Entonces empezaba a preguntarme todo lo que no había entendido, no le encajaba
o le había parecido extraño. Para mí era un verdadero ejercicio mental.
- Mamá, tienes que probar las
galletas y decirnos qué te parecen– me pidió Adrian – Hoy tienen un ingrediente
secreto – añadió con un halo de misterio.

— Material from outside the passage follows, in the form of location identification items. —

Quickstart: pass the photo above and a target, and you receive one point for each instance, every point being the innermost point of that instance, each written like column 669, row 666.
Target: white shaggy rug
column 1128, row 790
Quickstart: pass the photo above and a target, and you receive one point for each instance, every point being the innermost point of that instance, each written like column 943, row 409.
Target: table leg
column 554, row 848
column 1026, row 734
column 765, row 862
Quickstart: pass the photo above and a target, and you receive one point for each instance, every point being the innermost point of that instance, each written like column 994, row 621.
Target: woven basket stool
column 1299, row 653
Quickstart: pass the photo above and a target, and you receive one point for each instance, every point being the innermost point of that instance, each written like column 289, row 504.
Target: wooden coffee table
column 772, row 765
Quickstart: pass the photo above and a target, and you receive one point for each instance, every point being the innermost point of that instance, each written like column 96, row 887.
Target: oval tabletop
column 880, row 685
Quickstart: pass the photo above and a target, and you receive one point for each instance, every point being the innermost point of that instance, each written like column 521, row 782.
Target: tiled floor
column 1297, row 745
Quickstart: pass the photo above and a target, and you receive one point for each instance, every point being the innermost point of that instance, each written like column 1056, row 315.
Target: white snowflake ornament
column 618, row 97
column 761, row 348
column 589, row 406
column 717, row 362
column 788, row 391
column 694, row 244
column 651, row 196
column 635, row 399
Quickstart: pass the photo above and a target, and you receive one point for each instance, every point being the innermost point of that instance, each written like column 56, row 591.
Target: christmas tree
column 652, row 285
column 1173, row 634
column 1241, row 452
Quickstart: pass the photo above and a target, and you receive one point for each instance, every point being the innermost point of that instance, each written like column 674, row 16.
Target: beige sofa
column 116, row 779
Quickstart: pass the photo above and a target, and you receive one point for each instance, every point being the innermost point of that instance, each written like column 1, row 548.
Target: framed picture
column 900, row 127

- Oh, está bien, pero solo si me
prometéis que no están envenenadas.
Los tres rieron recordando la
última vez que habían hecho galletas. Adrian había echado pimentón y estaban
malísimas. Como no, yo las había probado primero y casi me da algo cuando di el
primer mordisco y el sabor llegó a mis papilas gustativas. El sentido del humor
de mi hijo no me había entusiasmado nada en ese momento.
- No – respondió mi madre – esta
vez las he supervisado personalmente.
Mi madre y yo comimos galletas
durante casi toda la mañana, mientras charlábamos, hacíamos las faenas de casa
y preparábamos la comida.
Después de comer los niños
pusieron una película y yo me acurruqué en el sofá del salón. Era comodísimo.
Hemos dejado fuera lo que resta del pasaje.